Medical imaging is one of the most important technologies available to doctors and other medical workers, providing critical information for diagnosis and treatment. There is however no single technology for imaging of internal structures that is universally applicable to all tissues, has high resolution, is inexpensive, doesn’t use ionizing radiation, and creates images in real-time. An ideal system would also be portable and low-cost, with the potential for use in ambulances and other out-of-hospital environments.

In recent years a substantial body of experimental work has been performed to apply microwave and radar technologies to the field of medical imaging and biosensing.

Microwave Imaging

The microwave frequency band (300 MHz–30 GHz) possesses useful characteristics, including the use of non-ionizing radiation which is harmless at moderate power levels but penetrates biological tissue reasonably well. Compared with more conventional medical imaging systems such as MRI and X-ray, microwave systems generally offer a lower spatial resolution but a high temporal resolution (ie the ability to resolve fast-paced events).

Microwave medical imaging has been used for breast cancer screening. In this form it relies on differences in dielectric properties between the constituent tissues of the healthy and cancerous tissues in shallow parts of the body. It has also been investigated for stroke detection, bladder volume control, lung oedema, bone analysis and other possibilities.

However the problem with the approach is that human beings are essentially soft tubes of salty water and therefore quite conductive. This significantly reduces the penetration depth possible with radar, such that deeper screening within the body is not really viable.

With lower frequencies (4 – 8 GHz) it is possible to achieve some penetration, but this necessarily reduces the spatial resolution of the output image.

My colleague Damien Clarke, Lead Consultant at Plextek, provided me with the following insights: “This approach for breast cancer screening has been researched for at least a decade now. I know Bristol University has performed significant work in this area, though I don’t know if a clinical product is actually viable yet. Radar Tomography (RT), a new concept in medical imaging, has the potential to encompass all of the above criteria, and so curb radiation exposure, inconvenience, discomfort, and cost.”

Ultra Wide Band

Ultra-wideband (UWB) is a short-range wireless communication protocol, like Wi-Fi or Bluetooth, that uses short pulses of radio waves over a spectrum of frequencies ranging from 3.1 to 10.5 GHz. The allowable power limit has been set very low to avoid interference with other technologies that operate in this frequency band, while the wide bandwidth enables very fine time-space resolution.

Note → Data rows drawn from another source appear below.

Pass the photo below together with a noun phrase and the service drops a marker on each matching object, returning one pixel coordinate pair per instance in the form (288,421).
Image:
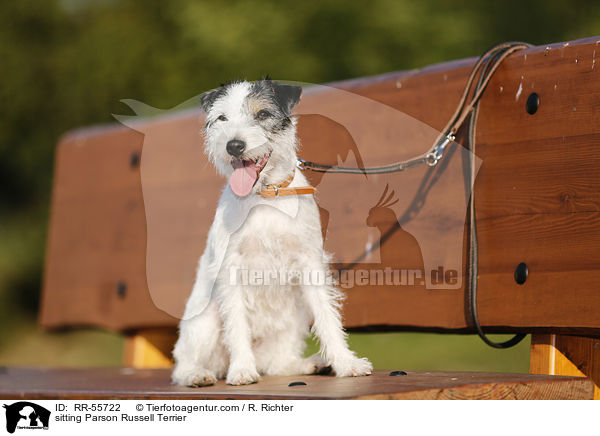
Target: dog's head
(250,134)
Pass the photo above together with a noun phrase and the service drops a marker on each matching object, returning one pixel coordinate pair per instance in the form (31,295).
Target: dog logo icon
(26,415)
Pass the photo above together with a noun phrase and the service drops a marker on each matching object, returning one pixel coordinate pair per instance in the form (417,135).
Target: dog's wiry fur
(236,331)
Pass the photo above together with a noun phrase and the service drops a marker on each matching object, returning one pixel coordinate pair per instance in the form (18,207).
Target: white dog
(266,220)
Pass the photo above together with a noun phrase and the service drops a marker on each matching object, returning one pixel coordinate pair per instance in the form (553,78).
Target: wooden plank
(127,383)
(566,355)
(149,348)
(537,197)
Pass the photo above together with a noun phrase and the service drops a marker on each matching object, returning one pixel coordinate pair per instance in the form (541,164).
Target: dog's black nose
(235,147)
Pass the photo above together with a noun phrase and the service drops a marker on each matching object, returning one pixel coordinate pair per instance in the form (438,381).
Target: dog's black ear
(287,96)
(208,98)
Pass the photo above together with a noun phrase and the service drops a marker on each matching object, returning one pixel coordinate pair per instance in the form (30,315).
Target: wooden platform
(128,383)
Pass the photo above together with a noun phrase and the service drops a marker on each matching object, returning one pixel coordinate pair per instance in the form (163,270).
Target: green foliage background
(67,63)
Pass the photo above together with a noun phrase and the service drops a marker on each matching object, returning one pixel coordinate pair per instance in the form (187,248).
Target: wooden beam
(566,355)
(150,348)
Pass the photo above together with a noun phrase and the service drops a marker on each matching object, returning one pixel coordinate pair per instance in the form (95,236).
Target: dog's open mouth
(245,174)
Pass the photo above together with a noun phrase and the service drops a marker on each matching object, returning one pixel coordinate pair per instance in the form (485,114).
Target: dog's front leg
(237,337)
(327,326)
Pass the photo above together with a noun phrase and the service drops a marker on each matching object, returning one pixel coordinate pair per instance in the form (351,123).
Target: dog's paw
(194,379)
(353,367)
(242,376)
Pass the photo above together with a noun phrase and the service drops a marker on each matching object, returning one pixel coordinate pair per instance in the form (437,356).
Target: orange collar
(282,189)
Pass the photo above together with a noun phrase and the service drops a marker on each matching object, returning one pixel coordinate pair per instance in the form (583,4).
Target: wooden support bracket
(149,348)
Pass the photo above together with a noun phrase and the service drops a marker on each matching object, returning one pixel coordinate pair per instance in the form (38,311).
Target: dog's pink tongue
(243,178)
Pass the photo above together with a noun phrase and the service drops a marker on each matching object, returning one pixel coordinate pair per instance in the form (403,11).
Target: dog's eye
(263,115)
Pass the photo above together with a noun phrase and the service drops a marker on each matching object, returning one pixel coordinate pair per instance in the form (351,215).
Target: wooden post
(566,355)
(150,348)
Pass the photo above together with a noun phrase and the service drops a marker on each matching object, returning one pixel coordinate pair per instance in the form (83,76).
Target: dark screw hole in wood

Due to its features, UWB has the potential for medical monitoring, such as patient motion, wireless vital signs, and medicine storage monitoring. This monitoring function could be applied in intensive care units, post-operative environments, home health care, and paediatric clinics. The deployment of UWB vital signs monitoring system could also enable proactive home monitoring of elderly patients, which could decrease the cost of healthcare by allowing eligible patients to return home from hospital.

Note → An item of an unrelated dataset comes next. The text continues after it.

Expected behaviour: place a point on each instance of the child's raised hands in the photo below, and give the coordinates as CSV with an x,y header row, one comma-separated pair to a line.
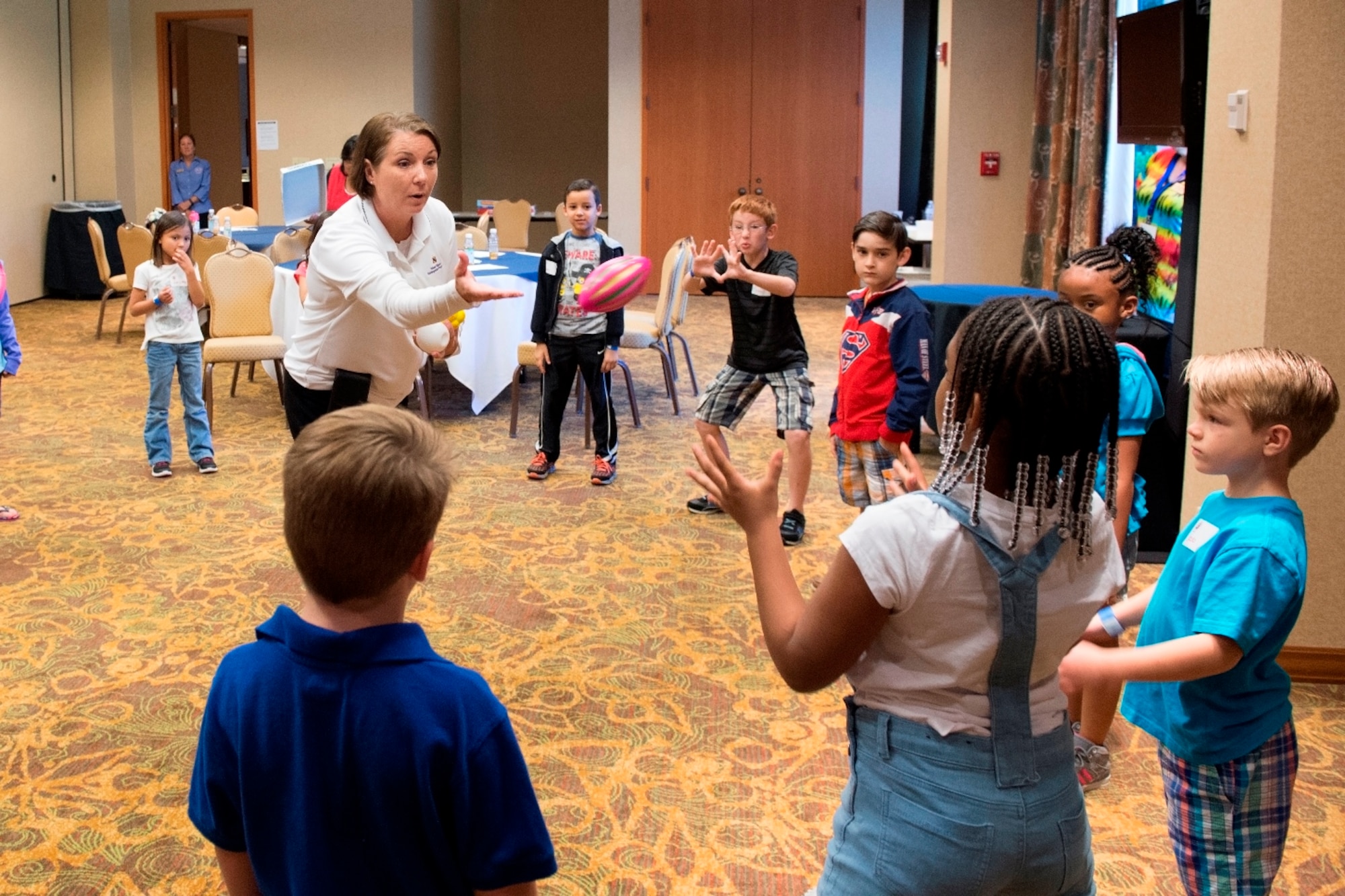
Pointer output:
x,y
703,263
751,502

Perhaps more significantly, UWB has the potential to detect, noninvasively, tiny movements inside the human body. It could therefore use movement detection of the aorta or other parts of the arterial system to monitor cardiovascular physiology, or other parameters such as heart rate (HR), respiration motion, and blood pressure (BP). Imaging of surface and more deeply located structures such as breast tissue for cancer diagnosis is another promising application of UWB technology that has the potential of taking over the role of X-ray mammography.

Bodily motion

A possible medical application of radar however is to measure chest motion without contact. By looking for particular frequency oscillations it is then possible to estimate heart rate (0.8 – 2 Hz) and respiration rate (0.1 – 0.5 Hz) simultaneously. It is also possible to detect shivering (< 14 Hz) and micro-shivering (7 – 11 Hz) though I don’t really know whether that is a useful diagnostic capability.

Conclusion

As the medical world turns its attention to long-term, mobile, and even home-based imaging and monitoring for preventive screening and early detection of diseases, radar-based biosensing and imaging applications are likely to play an increasingly important role.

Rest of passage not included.